Ruinaka menjelaskan cara penggunaan Tufting Gun dengan sangat baik. Walau kata Ryan orang ini kesulitan berbahasa Indonesia, tapi menurut Bumintata sudah cukup jelas walau kebanyakan waktu, Ruinaka menggunakan bahasa inggris. Mulai dari cara memasukan benang dengan cara paling mudah, cara menyalakan alat dan melakukan penembakan pada kain yang sudah disediakan, hingga bagaimana tips agar tangan tidak pegal saat melakukannya.
Semua orang mencoba melakukannya sendiri, begitu juga dengan Bumintara yang baru saja ingin mulai. Tapi saat ingin duduk, dia malah terkejut dan tertawa, bagaimana mungkin desain yang dipilih Ruinaka malah desain yang menyeramkan. Sangat konyol.
(foto tanpa sensor akan di up di twitter menggunakan trigger dan sensor dari twitter. Mohon kebijaksanaannya, ini adalah foto MOMO, jumpscare yang sempat viral).
Ia akhirnya memutuskan untuk mengambil foto desain itu, lalu mengabadikannya melalui postingan twitter.
“Why did you choose her as a muse, Rui?”
“It’s totally spontan kok, kak.” Balas Ruinaka dengan senyum. “Anyway, your name?”
“Oh, Bumintara. Panggil Bumi, aja.”
“Salam kenal.” Balas Ruinaka. “But at least I should call you kak Bumi, no?”
“You should.” Balas Bumintara menyetujui dengan kekehannya. “Eum, so, business?”
“Yeah.”
“Aku DKV,” Bumintara berucap tanpa ditanya. “Boleh penasaran, alasan kamu suka tufting? Sampai jago begini.”
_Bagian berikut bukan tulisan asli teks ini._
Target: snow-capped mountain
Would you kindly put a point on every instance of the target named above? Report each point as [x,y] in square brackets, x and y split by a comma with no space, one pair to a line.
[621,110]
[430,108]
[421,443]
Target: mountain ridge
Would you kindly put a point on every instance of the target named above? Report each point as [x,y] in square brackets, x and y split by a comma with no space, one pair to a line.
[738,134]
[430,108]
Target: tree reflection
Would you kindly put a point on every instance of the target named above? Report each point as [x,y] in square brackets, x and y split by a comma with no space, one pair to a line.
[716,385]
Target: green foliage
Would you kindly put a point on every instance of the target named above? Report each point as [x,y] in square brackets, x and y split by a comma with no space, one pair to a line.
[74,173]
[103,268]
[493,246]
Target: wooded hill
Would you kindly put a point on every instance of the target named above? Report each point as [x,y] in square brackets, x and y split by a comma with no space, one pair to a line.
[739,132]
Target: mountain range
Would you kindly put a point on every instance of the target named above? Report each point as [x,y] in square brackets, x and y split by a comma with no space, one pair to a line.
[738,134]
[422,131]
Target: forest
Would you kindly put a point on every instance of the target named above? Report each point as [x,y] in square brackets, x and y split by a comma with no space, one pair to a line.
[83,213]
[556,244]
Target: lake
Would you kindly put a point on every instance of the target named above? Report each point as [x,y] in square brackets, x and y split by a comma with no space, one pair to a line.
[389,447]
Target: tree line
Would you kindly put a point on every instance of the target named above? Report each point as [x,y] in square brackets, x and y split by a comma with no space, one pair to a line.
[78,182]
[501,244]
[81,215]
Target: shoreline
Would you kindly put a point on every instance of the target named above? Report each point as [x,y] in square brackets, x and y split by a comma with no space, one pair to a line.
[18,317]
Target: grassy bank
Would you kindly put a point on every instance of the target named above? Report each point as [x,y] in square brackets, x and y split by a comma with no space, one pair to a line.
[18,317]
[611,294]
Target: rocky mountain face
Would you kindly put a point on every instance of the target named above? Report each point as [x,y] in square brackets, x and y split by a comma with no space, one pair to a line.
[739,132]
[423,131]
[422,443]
“Actually, I love everything about art. Bukan cuma tufting. Aku suka melukis juga.”
“Really? Sama banget!”
“Kalo kakak keliatan sih, aura fsrd nggak bisa bohong.” Kata Ruinaka. “Pasti gambaran kakak bagus.”
“Enggak juga,” kata Bumintara mengelak. “Unik juga, anak bisnis tapi bisa seni.”
“Well, hobi memang bagusnya tetap menjadi hobi. Bukan pekerjaan utama.” Kata Ruinaka terus terang, “kecuali bisa balancing supaya tetep enjoy jalanin hobi dan pekerjaan dalam waktu yang sama.”
“I couldn’t agree more.”
Welcoming AMNS new character, Alexander Ruinaka, 19.